The best I have done on this competition is 0.13663, where lower is better, this is using Deep Learning with little data engineering. I have not revisited this competition since I got more into Machine Learning, therefore now I would definitively spend more time on techniques like PCA and feature engineering in general before trying to predict anything. XGBoost would probably do better as well.
Amazon SageMaker Autopilot
Autopilot is a feature built into SageMaker that will take in the input data and what the target column is, and then automatically find the best model.
This seems the perfect fit for giving it the Kaggle dataset and seeing how it compares.
Getting Started
First you need to create a SageMaker Domain for Studio to use.

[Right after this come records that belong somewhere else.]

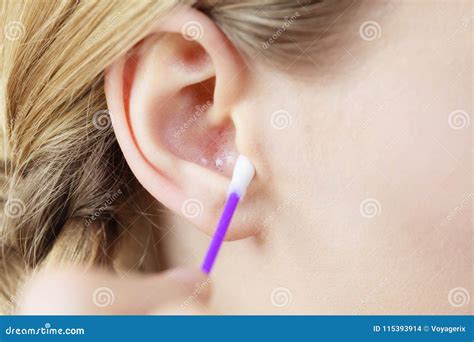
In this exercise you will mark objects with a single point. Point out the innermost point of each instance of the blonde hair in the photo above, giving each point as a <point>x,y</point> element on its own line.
<point>68,195</point>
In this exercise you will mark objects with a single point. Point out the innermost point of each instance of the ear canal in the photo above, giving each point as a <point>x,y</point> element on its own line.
<point>184,78</point>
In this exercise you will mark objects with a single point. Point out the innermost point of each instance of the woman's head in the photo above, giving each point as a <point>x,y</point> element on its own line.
<point>110,107</point>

This itself is free, as you are only charged for the resources used.
In this example I performed a ‘Quick setup’:
All the Quick Setup needs is a Name and a Execution role - which it will create for you if you need one. It takes a few minutes to create the domain, but then you can choose the user-profile you created in the Domain and click ‘Open Studio’.

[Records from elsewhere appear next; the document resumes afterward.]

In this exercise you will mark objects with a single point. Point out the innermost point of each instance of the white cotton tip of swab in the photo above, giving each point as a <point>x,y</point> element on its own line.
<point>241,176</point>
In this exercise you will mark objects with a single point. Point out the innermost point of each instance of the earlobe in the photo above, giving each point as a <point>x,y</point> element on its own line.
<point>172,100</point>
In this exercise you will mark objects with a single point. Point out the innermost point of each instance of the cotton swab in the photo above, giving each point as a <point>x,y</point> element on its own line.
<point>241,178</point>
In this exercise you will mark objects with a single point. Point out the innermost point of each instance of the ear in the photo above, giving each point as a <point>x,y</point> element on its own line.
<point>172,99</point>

In Studio then you need to choose AutoML on the left to open Autopilot:
Clicking ‘Create AutoML experiment’ then starts the wizard. In the next screen a name needs to be entered so I went for ‘houseprices’. The input data then needs selecting from S3, so browse to S3 and choose an existing bucket, or create one but ensure the name has ‘sagemaker’ in it.
The dataset needed is the dataset that will be used for training, in Kaggle this can be downloaded as the train.csv file and then uploaded to the bucket:
You can then select that file and choose ‘Copy S3 URI’ to get the URL for Autopilot. Paste this in the ‘S3 location’ box and click ‘Preview’ to check the data:
The next option is to ‘Auto split data?’ which should be selected, as this will mean it splits the data into 80% for training and 20% for validation - an important Machine Learning principal that means 20% of the data is held back for verifying the training model to save it overfitting.
The final option in this step is to ‘Auto create output data location’ which I left as selected Yes before clicking ‘Next: Target and features’ to move on.
Target and features
The first option in this step is to choose what feature is being predicted, here we want to predict house price so we need to select ‘SalePrice’:
For this experiment I’ll leave all the features as selected and as Auto Data type, before progressing to ‘Next: Training method’.
Training Method
Here there are three options of Auto, Ensembling and Hyperparameter optimization, but I will select ‘Auto’ for this experiment to keep it as basic as possible - but ultimately AWS will choose ‘Ensembling’ if the dataset is less than 100MB.
Deployment and advanced settings
For deployment I will set Auto deploy to No, as I will be doing a single batch inference at the end only. If I wanted this deployed to an endpoint for usage then I would select yes here.
Review and create
Double check the values and then click ‘Create experiment’ and then wait.
Results
The job took 20 minutes to run. When finished you can select the Autopilot job and see the different models it built and the different results:
If you select the best model then under the performance tab is the option to Download a report:
This report shows actuals vs predicted:
Plus residuals:
The model chosen for me is one that is an Weighted Ensemble of XGB, GBM, CAT, FASTAI, NN_TORCH, LR, RF, XT model types.
Validation
To validate the results, then we need to use the model to predict the house price for the test dataset. This is what Kaggle will score on. This can be uploaded to the same bucket as before, but first the header line needs removing as AWS has this as a requirement.
Once the model is selected to be deployed then two options are available:
- Make real-time predictions
- Make batch predictions
For this scenario we need to perform a batch prediction, configured like so:
Once complete (takes a few mins) then the file is pushed to S3 and it can be downloaded to show the list of predictions. Before uploading to Kaggle, it needs the ID column adding and the header row adding to match the Kaggle Sample Submission:
And then voila! The results are in and it turns out Autopilot beat my score, impressive considering it took 5 mins of my time and 20 mins of its time to do:
I would certainly consider using Autopilot in the future, especially as a starting point at the very least - plus it provides a data exploration notebook which can be used to explore the input data and help in the Data Science aspect.
Hopefully this gives you an idea of a powerful capability of SageMaker, and I urge you to give it a try.